Les inégalités socio-économiques en Europe : rétablir la confiance sociale en renforçant les droits sociaux
Réponse à Recommandation
| Doc. 15586
| 01 juillet 2022
- Auteur(s) :
- Comité des Ministres
- Origine
- Adoptée lors de la
1437e réunion des Délégués des Ministres
(15 juin 2022). 2022 - Troisième partie de session
- Réponse à Recommandation
- : Recommandation 2210
(2021)
1. Le Comité des Ministres
a examiné avec attention la
Recommandation
2210 (2021) «Les inégalités socio-économiques en Europe:
rétablir la confiance sociale en renforçant les droits sociaux»
de l’Assemblée parlementaire, qu'il a transmise au Comité européen
des Droits sociaux (CEDS) et à la Plateforme européenne pour la
cohésion sociale (PECS)/Comité européen pour la cohésion sociale
(CCS), pour information et commentaires éventuels.
2. Le Comité des Ministres partage l’avis de l’Assemblée selon
lequel, malgré l’apparente prospérité de l'Europe, les inégalités
socio-économiques continuent de se creuser entre et au sein des
pays, avec des effets négatifs sur les individus et les communautés.
Pour s’attaquer aux causes profondes de ces inégalités, il est important
de garantir les droits sociaux en vue, notamment, d’assurer un accès
effectif à un logement décent, à une éducation de qualité, aux soins
de santé, à un emploi stable et à un revenu décent, en particulier
pour les groupes les plus fragiles ou défavorisés.
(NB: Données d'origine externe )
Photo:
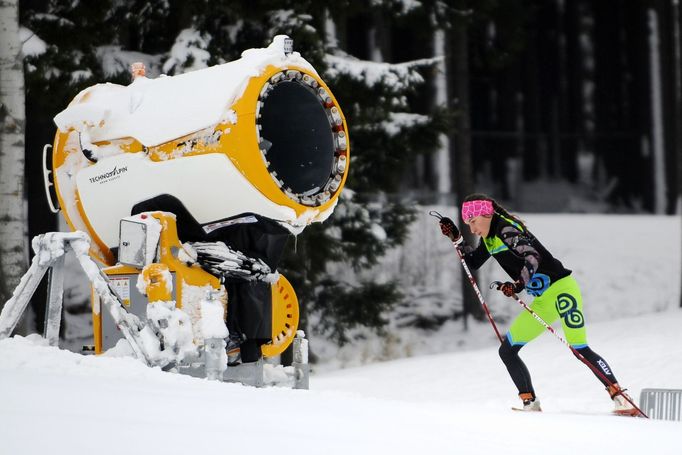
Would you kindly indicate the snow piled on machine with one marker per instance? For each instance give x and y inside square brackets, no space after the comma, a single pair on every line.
[155,111]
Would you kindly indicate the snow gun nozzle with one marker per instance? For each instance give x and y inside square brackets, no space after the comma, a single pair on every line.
[435,214]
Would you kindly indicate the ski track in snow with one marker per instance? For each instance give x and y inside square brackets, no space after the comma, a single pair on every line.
[54,401]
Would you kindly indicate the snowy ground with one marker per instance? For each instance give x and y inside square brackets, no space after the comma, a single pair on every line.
[57,402]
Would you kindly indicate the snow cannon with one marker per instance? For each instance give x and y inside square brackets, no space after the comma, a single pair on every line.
[227,162]
[262,134]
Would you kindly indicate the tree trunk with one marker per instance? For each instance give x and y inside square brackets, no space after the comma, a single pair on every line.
[441,164]
[13,244]
[463,169]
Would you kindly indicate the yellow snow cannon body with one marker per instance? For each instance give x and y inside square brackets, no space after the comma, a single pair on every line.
[262,134]
[137,281]
[245,153]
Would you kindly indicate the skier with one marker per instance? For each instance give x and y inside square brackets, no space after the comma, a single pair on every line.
[531,267]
3. Dans ce contexte, le Comité des Ministres attire l’attention
des États membres sur l’appel de l’Assemblée à prendre des mesures
juridiques et pratiques pour s’efforcer d’atteindre les objectifs
de la Charte sociale européenne à une échéance raisonnable, au prix
de progrès mesurables, en utilisant au mieux les ressources qu’ils
peuvent mobiliser. Il note à cet égard que l’un des objectifs des
conclusions périodiques du CEDS sur le respect des dispositions
de la Charte par les États parties est de réduire les écarts existants
entre les droits protégés par la Charte et les politiques socio-économiques
menées au niveau national, en identifiant les lacunes et les problèmes
existant dans les États parties afin de les aider à rendre leurs
politiques socioéconomiques conformes à la Charte.
4. En ce qui concerne le paragraphe 3 de la recommandation de
l'Assemblée, le Comité des Ministres note le soutien que l'Assemblée
apporte à la promotion continue de la ratification de la Charte
révisée et encourage les États parties qui ne l'ont pas encore fait
à envisager également d'accepter la procédure de réclamations collectives.
5. Le Comité des Ministres prend également note de la proposition
de l’Assemblée d’inviter le CEDS à étudier la faisabilité d’ajouter
de nouvelles dispositions à la Charte concernant la protection sociale
des travailleurs dans des formes de travail atypiques. À cet égard,
il note par exemple qu’en vertu de l’article 3§2 de la Charte révisée,
le CEDS passe en revue les mesures prises par les pouvoirs publics
pour protéger les travailleurs contre le stress, les agressions
et la violence propres aux tâches effectuées dans les rapports atypiques
de travail, lorsqu’il est amené à examiner le champ d’application
personnel de la réglementation en matière de santé et de sécurité
au travail
Note, ce qui concerne les travailleurs
temporaires, intérimaires, les employés de maison ainsi que les
travailleurs indépendants. Le Comité des Ministres renvoie également
aux questions ciblées posées par le CEDS aux États parties en 2019
et 2020 concernant les nouvelles relations de travail, notamment
le travail via des plateformes, le travail impliquant l’intelligence
artificielle, la technologie numérique, etc. Il souhaite également
appeler l’attention sur la pertinence des travaux de son Groupe
de travail ad hoc sur l’amélioration du système de la Charte sociale
européenne (GT-CHARTE), qui sera appelé, dans la deuxième phase
de ses travaux, à examiner des questions de fond et de procédure
à plus long terme relatives à la Charte.
6. Enfin, le Comité des Ministres prend note de la proposition
de l’Assemblée de poursuivre les efforts entrepris pour promouvoir
l’adhésion de l’Union européenne à la Charte révisée et parvenir
ainsi à une plus grande complémentarité entre le système de la Charte
sociale européenne et le Socle européen des droits sociaux. Cette
question de complémentarité pourrait également être examinée par
le Groupe GT-CHARTE susvisé lorsqu’il considérera les questions
de fond et de procédure à plus long terme relatives à la Charte.